With the above in-mind this slight adjustment down is not a bad thing, as it will help the market move and continue to build on the positive sentiment that many agents are seeing in the early Spring months. The UK housing market is build on confidence and emotion – this is how many buyers take their decisions and we are already seeing first time buyers, YES first time buyers who can afford to buy and are accepting of the new “normal”, having not experienced the extreme low rates of past years.



Anthony Codling, Managing Director of equity research at “RBC Capital Markets” is optimistic.

“Mortgage approvals are increasing, wages are rising and in our view mortgage rates are more likely to fall than rise in the coming months, therefore looking forward we believe the housing markets glass to be half full rather than half empty
“Once a rate cut appears firmly on the horizon and more mortgage rates start with a 3, we expect stronger demand to push UK prices 3% higher this year.”

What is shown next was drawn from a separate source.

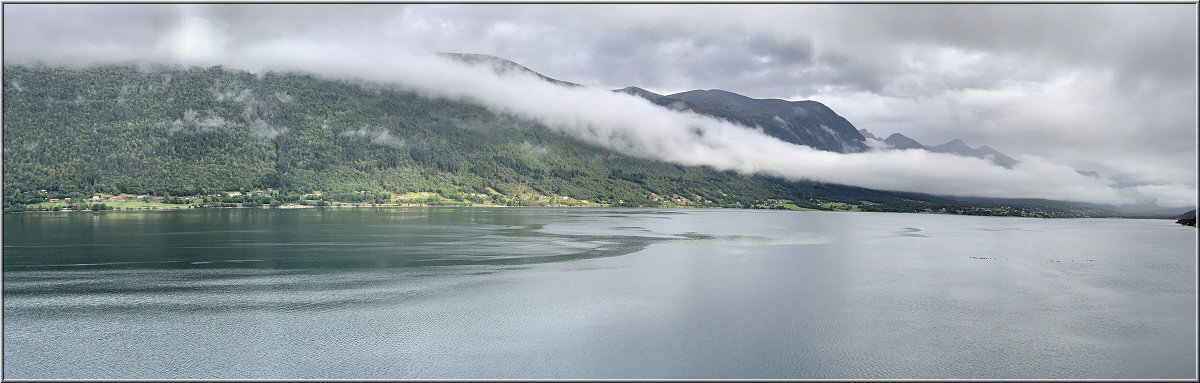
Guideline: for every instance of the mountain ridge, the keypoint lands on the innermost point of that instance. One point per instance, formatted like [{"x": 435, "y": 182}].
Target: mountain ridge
[{"x": 72, "y": 132}]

Iain McKenzie, Chief Executive of The Guild of Property Professionals 

“News that house prices may be slowing contradicts the current heightened sense of activity in the market, but other lenders such as Nationwide are also seeing the same trend,” he says. “The property market is still in recovery, and we are likely to see ebbs and flows through the year as buyers navigate challenging living costs.

“The healthy level of mortgage approvals is a far cry from the position at the start of last year, and it is encouraging to see that buyers are finding it easier to get lenders on their side.

“We anticipate that the coming months will see demand increase further still. Buyers typically prefer to move during the warmer months, and in turn this will increase competition and bolster house prices.”

Jason Tebb, President of OnTheMarket, adds: 

“Activity continues to pick up with more enquiries and stock coming to market, as you would expect at this time of year. Buyer confidence is further boosted by cheaper mortgage rates and the expectation that they will come down further.

“However, any price rises will be tempered by what buyers can afford. After many hikes in base rate before it stabilised at 5.25%, borrowers are having to get used to paying more.”